I wish it were more of a surprise that labor union assets have nearly doubled over the last decade as the number of organized workers (as a percentage of the workforce) has declined, but we’ve known at least since Last Exit to Brooklyn that corruption both petty and spiritual can creep in anywhere, including the movement that gave us the eight-hour workday and the weekend. The worst union executives probably think that folks will tolerate anything to hang on to an ever-slimmer reed of labor power, but that ship sailed well before the pandemic hit. The good news: relatively small investments into organizing and strike funds can turn this thing around. I don’t have to tell you the bad news.
I wish it were more of a surprise that Sen. Kyrsten Sinema (D?-AZ), who single-handedly killed recent Democratic efforts to get lightly-taxed hedge fund managers to pay more of their fair share, has received almost $1 million in contributions from banksters just in the past year. Nice to hear a Democratic consultant say “there is no universe in which it is politically smart to fight for favorable tax treatment of the wealthiest people in the country,” and if Senator Galaxy Brain is bold enough to ignore virtually all the evidence of the last 15 years, I expect she’ll pay in the 2024 primary, if she doesn’t get a hedge fund lobbying job first.
I wish it were more of a surprise that Rick Scott’s Max Headroom impression from last week was even worse than I had supposed – he actually called $280 billion in Medicare savings a “cut,” which I know isn't your attitude toward getting something good for less money. The surprise there is that Face the Nation host Margaret Brennan pushed back on that twice. But I wish she’d pushed back a little differently on the notion that Medicare paying less for drugs means “(t)here will be lifesaving drugs that seniors will not get” (i.e., it's a tired argument, as we’ll see below). I also wish she’d pushed back on his claim that “companies don't end up paying the taxes. Shareholders pay the taxes. Lower income for the employees paid the taxes. Less investment pays the taxes.” Setting aside that civilized people should never tolerate corporations taking out their higher taxes on everyone else, high corporate tax rates helped create the greatest middle class in history between 1932 and 1980.
Speaking of bad arguments about drug pricing reform, Arthur Allen at Kaiser Health News gives us a little of the history behind the “kills innovation” argument big pharma corporations deploy whenever you try to rein in their evil. Turns out the argument is at least as old as 1906, when our government first forced big drug corporations to list their drugs’ ingredients. Fast-forward 115 years, and drug prices have gone up a staggering 8500 percent over the last dozen years, and big pharma corporations still whine about being made to doing anything that might prevent their executives from gilding the plumbing in their 19th vacation homes.
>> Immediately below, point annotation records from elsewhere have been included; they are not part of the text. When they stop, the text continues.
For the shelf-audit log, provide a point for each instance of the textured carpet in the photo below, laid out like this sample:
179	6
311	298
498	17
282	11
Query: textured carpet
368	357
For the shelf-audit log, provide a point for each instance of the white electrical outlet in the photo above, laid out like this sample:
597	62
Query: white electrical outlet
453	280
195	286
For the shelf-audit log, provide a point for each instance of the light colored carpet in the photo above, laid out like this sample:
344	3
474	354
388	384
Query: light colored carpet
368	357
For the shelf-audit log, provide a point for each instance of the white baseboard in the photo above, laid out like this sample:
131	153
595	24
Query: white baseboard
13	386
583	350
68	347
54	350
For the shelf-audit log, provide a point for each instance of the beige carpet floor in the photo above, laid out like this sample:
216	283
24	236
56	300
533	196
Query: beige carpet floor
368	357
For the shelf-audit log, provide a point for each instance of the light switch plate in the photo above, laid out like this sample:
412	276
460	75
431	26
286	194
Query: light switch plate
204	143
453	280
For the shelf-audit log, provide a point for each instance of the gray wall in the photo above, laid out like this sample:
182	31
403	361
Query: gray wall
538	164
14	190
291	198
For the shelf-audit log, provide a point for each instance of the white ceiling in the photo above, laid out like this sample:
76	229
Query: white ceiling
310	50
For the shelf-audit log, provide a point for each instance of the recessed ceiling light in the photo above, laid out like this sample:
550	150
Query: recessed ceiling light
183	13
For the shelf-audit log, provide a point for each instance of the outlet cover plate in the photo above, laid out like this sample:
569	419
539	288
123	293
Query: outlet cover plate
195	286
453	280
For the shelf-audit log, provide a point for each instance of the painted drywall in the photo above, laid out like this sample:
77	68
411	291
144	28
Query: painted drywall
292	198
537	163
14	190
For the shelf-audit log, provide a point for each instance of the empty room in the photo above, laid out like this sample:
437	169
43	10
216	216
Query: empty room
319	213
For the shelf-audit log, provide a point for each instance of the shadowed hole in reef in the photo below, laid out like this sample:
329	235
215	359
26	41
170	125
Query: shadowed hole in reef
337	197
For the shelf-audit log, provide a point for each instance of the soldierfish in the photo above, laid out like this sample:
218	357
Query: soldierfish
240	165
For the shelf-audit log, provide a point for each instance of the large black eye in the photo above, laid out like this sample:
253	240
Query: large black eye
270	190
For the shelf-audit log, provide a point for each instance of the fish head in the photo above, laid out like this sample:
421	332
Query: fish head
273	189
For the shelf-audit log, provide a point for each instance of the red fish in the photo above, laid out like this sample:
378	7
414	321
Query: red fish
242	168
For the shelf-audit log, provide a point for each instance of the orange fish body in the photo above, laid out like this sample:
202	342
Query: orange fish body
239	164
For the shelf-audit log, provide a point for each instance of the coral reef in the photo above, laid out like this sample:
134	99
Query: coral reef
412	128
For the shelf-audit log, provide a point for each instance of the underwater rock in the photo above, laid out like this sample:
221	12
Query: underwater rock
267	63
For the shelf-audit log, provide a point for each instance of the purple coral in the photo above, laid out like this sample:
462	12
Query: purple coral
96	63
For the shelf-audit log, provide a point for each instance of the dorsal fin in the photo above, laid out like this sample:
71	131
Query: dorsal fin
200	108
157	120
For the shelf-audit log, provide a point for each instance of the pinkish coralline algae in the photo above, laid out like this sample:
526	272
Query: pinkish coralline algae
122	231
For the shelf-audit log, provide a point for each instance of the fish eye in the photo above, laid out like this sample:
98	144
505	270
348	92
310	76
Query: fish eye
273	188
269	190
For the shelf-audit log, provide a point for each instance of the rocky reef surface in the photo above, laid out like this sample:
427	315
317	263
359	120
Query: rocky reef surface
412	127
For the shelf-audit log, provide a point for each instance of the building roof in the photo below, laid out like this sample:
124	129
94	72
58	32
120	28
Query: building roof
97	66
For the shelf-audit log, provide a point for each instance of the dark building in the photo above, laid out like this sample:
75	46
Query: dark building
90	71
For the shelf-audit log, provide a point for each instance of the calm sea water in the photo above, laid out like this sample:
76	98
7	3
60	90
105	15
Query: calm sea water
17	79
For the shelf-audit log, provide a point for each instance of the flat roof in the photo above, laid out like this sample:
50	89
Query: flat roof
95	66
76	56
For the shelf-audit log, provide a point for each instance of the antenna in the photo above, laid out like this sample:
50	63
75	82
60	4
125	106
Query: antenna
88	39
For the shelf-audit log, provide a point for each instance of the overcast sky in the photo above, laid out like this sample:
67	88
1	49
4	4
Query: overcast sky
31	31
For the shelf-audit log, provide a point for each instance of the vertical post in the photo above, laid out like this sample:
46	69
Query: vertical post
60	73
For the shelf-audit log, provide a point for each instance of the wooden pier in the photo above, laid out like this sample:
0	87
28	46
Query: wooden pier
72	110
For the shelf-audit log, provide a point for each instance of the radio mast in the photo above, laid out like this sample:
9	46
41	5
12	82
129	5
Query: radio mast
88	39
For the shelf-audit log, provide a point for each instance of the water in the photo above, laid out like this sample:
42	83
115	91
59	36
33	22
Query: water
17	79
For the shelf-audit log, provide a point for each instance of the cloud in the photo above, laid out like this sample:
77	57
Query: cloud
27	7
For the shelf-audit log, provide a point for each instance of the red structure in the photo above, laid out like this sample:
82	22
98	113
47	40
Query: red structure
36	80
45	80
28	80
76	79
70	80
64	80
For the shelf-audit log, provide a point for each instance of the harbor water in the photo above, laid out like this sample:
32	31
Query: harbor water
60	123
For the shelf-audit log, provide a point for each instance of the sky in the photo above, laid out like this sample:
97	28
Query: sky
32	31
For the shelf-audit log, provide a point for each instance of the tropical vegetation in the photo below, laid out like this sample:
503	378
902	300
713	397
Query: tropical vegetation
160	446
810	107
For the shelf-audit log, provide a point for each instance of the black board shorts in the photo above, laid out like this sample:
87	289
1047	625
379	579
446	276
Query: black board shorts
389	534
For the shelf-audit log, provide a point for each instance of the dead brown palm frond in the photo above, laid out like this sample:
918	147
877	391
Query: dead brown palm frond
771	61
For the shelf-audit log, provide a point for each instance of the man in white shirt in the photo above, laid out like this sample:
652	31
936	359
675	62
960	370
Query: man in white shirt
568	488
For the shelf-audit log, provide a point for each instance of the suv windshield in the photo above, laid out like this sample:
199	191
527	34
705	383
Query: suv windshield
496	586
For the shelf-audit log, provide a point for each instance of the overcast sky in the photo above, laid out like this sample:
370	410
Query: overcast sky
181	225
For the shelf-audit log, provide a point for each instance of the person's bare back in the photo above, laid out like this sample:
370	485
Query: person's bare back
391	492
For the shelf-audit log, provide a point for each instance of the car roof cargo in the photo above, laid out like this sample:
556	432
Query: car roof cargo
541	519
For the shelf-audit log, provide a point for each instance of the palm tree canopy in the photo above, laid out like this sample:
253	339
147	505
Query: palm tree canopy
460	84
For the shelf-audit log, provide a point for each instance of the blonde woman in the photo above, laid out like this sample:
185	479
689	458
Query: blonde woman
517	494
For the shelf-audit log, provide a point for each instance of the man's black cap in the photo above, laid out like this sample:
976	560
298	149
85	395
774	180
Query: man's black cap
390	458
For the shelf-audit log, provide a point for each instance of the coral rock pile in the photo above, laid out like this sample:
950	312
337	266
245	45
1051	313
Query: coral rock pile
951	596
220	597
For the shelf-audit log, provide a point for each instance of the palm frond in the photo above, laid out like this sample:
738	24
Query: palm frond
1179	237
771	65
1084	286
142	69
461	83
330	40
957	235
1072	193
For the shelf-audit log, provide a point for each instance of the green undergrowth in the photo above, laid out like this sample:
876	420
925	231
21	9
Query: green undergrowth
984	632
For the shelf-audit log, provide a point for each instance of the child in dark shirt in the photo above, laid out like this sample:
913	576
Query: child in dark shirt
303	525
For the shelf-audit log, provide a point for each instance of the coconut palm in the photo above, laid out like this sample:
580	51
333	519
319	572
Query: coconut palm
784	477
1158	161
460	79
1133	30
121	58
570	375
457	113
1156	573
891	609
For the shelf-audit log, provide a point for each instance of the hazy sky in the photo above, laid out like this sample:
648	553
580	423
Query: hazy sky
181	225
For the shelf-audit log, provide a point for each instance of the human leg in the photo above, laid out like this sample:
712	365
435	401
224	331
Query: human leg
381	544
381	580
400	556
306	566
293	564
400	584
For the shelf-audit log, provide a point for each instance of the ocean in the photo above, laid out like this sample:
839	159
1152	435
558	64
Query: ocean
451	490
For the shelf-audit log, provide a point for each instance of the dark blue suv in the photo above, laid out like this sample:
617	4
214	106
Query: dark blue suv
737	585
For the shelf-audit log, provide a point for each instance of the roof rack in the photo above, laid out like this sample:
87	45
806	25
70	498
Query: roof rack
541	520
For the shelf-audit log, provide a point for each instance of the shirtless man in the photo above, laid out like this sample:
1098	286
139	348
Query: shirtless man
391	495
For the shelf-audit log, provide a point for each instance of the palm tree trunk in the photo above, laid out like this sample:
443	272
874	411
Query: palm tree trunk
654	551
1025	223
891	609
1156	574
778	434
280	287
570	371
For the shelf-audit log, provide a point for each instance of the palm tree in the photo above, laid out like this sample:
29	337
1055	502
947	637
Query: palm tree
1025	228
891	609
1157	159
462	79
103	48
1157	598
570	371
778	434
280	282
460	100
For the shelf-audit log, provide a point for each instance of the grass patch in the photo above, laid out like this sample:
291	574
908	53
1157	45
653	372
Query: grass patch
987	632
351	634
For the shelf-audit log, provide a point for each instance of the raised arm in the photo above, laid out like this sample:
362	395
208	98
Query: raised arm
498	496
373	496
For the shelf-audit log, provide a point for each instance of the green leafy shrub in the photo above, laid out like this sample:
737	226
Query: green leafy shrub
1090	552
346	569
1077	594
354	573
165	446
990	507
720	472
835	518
Finally, what do Republicans plan to do if they win back either House of Congress this year? According to Rep. Chip Roy (E-TX), they’re going to shut down our government on their first day of power and force Democrats to repeal the Inflation Reduction Act! And how does he think that will work, given that Joe Biden will still be President? Make a campaign ad about this, Democrats – if Republicans take back control of the House, they will shut down your government out of pique, which means no air travel, no Social Security checks, no federal small business loans, and no national parks or museums. Show crying babies in that ad.